Collection Migration Template // The Grinnell College Digital Library Application Developer's Blog

This document lists the commands and steps, without a lot of detail, that should be taken to migrate a DG collection. Use this document as a template for recording actual collection migration, where additional details may be necessary.

Check our Migration Google Sheet to verify that there is NO worksheet for the target collection. If one exists you should rename it for safe-keeping to get it out of the way.
Map the smb://storage/mediadb/DGingest/Migration-to-Alma/outputs and smb://storage/mediadb/DGingest/Migration-to-Alma/exports to the workstation as /Volumes/outputs and /Volumes/exports, respectively.
On your workstation, cd into the migrate-MODS-to-dcterms project directory and verify that the main branch and its venv are active. Your prompt should look something like this: (.venv) ╭─mcfatem@MAC02FK0XXQ05Q ~/GitHub/migrate-MODS-to-dcterms ‹main›. Use the source .venv/bin/activate command if needed.

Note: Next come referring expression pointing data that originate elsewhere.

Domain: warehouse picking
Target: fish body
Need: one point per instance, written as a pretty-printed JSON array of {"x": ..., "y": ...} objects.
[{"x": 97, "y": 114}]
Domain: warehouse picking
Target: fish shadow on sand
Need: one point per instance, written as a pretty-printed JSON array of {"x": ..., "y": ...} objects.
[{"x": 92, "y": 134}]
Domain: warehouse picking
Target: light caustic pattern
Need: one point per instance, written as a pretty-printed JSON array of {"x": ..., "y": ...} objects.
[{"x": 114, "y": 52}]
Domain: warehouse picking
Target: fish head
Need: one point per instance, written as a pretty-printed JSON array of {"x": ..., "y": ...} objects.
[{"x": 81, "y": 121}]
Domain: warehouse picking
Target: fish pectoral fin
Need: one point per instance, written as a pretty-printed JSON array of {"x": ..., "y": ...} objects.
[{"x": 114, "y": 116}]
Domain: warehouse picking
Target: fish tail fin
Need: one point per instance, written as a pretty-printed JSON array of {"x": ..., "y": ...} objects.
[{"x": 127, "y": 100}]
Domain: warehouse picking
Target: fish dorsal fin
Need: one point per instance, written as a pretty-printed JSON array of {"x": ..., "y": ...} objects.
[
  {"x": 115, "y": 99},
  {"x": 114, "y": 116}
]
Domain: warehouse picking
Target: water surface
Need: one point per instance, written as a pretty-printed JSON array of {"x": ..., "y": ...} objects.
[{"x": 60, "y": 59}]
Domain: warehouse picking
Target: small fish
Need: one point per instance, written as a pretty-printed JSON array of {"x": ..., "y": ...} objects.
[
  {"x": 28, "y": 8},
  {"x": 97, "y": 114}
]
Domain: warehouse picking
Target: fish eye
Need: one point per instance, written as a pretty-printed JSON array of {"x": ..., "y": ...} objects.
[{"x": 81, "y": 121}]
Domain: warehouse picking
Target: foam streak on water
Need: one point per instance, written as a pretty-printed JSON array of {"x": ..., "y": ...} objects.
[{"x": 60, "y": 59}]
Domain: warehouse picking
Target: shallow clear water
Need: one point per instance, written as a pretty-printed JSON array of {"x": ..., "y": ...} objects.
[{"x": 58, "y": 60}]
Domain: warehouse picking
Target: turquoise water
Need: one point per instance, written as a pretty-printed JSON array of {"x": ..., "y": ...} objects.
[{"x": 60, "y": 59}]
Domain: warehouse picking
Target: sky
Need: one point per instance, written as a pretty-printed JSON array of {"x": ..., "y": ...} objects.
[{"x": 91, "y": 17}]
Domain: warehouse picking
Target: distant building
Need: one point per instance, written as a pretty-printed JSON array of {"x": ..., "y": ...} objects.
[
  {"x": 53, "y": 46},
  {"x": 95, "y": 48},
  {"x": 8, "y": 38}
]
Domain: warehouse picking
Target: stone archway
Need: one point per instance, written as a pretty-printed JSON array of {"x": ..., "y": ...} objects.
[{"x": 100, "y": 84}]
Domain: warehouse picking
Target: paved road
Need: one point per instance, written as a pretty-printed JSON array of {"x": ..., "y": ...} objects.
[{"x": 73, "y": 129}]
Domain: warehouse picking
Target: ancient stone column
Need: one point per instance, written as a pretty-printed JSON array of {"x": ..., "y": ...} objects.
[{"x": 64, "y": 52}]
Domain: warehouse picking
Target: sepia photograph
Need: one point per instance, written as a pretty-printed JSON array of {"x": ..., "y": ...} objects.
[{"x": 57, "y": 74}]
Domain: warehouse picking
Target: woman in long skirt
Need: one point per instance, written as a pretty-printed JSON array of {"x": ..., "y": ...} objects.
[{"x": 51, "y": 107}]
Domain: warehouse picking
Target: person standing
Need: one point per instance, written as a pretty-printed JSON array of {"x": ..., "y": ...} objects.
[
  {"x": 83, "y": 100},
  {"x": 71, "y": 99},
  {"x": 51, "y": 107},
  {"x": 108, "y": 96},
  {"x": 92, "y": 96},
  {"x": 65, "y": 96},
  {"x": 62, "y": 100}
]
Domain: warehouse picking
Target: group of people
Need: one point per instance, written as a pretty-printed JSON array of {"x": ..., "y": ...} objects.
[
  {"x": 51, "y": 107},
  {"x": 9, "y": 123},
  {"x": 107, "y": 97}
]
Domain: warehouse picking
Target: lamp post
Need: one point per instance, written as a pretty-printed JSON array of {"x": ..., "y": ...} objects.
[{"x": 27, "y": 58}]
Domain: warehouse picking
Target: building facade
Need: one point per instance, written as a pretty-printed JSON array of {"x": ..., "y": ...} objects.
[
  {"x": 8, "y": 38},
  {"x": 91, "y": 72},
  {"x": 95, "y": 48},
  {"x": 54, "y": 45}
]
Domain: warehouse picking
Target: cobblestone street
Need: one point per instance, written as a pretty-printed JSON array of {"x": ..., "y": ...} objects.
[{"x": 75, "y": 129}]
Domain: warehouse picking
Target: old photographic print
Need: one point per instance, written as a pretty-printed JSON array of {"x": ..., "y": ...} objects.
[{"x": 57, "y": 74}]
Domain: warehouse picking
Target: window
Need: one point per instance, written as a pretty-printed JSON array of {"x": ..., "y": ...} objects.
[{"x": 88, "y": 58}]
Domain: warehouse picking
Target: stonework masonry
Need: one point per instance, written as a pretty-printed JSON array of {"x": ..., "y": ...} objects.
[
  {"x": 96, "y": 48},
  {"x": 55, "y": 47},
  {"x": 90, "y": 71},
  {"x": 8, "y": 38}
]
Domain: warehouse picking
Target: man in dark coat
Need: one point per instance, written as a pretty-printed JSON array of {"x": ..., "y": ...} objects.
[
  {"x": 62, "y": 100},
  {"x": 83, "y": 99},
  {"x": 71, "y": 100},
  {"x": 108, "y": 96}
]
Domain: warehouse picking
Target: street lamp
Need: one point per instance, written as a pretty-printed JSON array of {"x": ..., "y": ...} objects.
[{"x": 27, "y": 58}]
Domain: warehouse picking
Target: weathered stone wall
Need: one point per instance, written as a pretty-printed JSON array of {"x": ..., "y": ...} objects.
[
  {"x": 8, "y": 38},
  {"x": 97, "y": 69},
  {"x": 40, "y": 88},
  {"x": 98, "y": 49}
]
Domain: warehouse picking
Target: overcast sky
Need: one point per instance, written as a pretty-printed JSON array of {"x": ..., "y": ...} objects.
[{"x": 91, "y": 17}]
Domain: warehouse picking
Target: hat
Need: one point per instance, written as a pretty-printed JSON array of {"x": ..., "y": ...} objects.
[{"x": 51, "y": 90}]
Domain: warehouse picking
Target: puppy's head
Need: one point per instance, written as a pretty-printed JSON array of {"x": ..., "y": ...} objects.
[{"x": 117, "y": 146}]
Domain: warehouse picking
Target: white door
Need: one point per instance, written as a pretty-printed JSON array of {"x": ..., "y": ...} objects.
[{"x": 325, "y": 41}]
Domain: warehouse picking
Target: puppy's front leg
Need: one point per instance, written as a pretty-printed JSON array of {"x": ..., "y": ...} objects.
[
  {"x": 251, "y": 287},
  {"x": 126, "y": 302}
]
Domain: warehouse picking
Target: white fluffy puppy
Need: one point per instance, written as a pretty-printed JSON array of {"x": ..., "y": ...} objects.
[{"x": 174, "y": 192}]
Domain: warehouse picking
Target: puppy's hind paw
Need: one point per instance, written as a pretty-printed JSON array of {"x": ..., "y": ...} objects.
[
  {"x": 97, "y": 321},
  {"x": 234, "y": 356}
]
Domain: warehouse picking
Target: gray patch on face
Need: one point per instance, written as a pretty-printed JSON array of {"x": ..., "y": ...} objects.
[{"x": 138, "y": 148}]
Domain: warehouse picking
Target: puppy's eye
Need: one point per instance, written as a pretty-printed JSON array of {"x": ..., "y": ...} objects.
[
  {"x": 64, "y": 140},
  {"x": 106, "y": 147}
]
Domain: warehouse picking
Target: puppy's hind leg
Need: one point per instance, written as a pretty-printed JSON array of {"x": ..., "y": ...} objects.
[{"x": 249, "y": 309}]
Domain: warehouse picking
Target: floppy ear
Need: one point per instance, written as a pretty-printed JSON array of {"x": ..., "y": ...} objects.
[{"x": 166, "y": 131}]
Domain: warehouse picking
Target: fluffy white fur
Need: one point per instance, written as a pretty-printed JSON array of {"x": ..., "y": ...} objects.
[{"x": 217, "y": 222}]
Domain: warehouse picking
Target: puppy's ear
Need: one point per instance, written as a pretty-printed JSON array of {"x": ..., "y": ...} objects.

cd ~/GitHub/migrate-MODS-to-dcterms
source .venv/bin/activate

Run main.py. Assuming a target collection ID of __target-collection__, it should look like this:

time python3 main.py --collection_name __target-collection__

Run to-google-sheet.py. Assuming a target collection ID of __target-collection__, it should look like this:

time python3 to-google-sheet.py --collection_name __target-collection__

The collection’s stakeholder(s) should be engaged to clean-up the metadata found in the new __target-collection__ worksheet in our Migration Google Sheet.
Run manage-collections.py. Assuming a target collection ID of __target-collection__, it should look like this:

time python3 manage-collections.py --collection_name __target-collection__

Note that the manage-collections.py script does LOTS of things for you. It will take care of rearranging most “compound” object data to achieve our intended Alma/Primo structures. Don’t skip this step!

The scripts may fail to change compound parent and child objects’ collection_id as they should, so you should intervene and copy the pending-review ID (81313013130004641) into every row in the spreadsheet replacing ALL collection_id values.

This will import the objects into the suppressed pending-review collection so they can be reviewed before being moved to the proper sub-collection.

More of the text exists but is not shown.